Michael Laitman is a professor of Ontology, with a PhD in Philosophy and Kabbalah and an MSc in Medical Bio-Cybernetics, and he or someone apparently purchased half a page in the New York Times of today. What caught my eye was the line, "Buying Our Way into Heaven". "That," I thought, "is my only chance, and I cannot afford it, but I had better pay attention!"
I cannot do justice to whatever that cost turns out to be, but I did enjoy the business about Jonah being thrown overboard by the crew of a boat that suspected that he was a Jonah, and how he ended up in the whale of a belly of a whale, and how, after walking around in there for some days, finally agreed to do God's work, which taught him a lesson, I think.
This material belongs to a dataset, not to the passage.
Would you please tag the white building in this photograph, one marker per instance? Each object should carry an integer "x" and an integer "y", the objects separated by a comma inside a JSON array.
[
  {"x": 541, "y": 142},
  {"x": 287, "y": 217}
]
I never did figure out what it would cost me to buy my way into heaven, or even out of a whale.
But then, a few pages on, I happened upon a much more comforting story having to do with somebody named Fudge, who is from Katy, Texas, where we have relatives, as you might have guessed. The Rev. Mr. Edward Fudge was offered a research job for a year by someone from Australia, where it is hotter than hell in the summer time, to get his mind clear about the final fate of the damned. As you undoubtedly know, God is both holy and good, as has taken a bad rap about consigning ordinary, run-of-the-mill sinners like you and me to hell forever, even though we may simply have skipped church or forgotten the catechism. It doesn't seem quite fair. The Rev. Mr. Fudge concluded that hell does not go on forever, but that after a while, God shows his great kindness and mercy and annihilates the scorched sinners; puts them out of the misery he has put them in, so to speak. This view is called, "Conditional Immortality", or "Annihilationism", which is a great comfort if you have ever been in Australia or Arizona in the summer, although another scholar, at Grand Canyon University in Phoenix disagrees, insisting that God is not Conditional; that the fires are eternal. And somebody named Gin Lum, at Stanford, has offered her own Lum explanation about all of this. I do not pretend to do complete justice to the depth and compassion of such scholars as these, nor even--God forbid!--even to God Him- or Her-Self, who immerse themselves in studies of hellfire and whales and things.
Personally, when I find myself out of my depth, as I tend to be whenever there is a whale, or an ocean, or eternal fires involved, I turn to the comfort of Coyote tales; how Coyote created the world, and such things as all that. I will confess that it might have been a very human need to find comfort and compassion and common sense that led me to think about the time Coyote schemed to turn bison loose on the earth. Before that, as you know, Old Humpback had all the bison corralled in a stone pen behind his stone house, and would not allow any of the rest of us the pleasures of bison meat or robes. Those were the days when one could drive through Yellowstone Park and never see a single bison. Coyote, who is something of a shape changer, changed his shape into a dog, and stampeded the bison through Humpback's house and out into the world. But you knew that, if you have been to Yellowstone!
It is probably just another fundamental flaw in my nature, but sometimes I simply cannot take any more research about whales and hellfire and divine punishment, and I yearn for those simple, heartwarming stores of how Coyote created the world and did all those tricky things he did.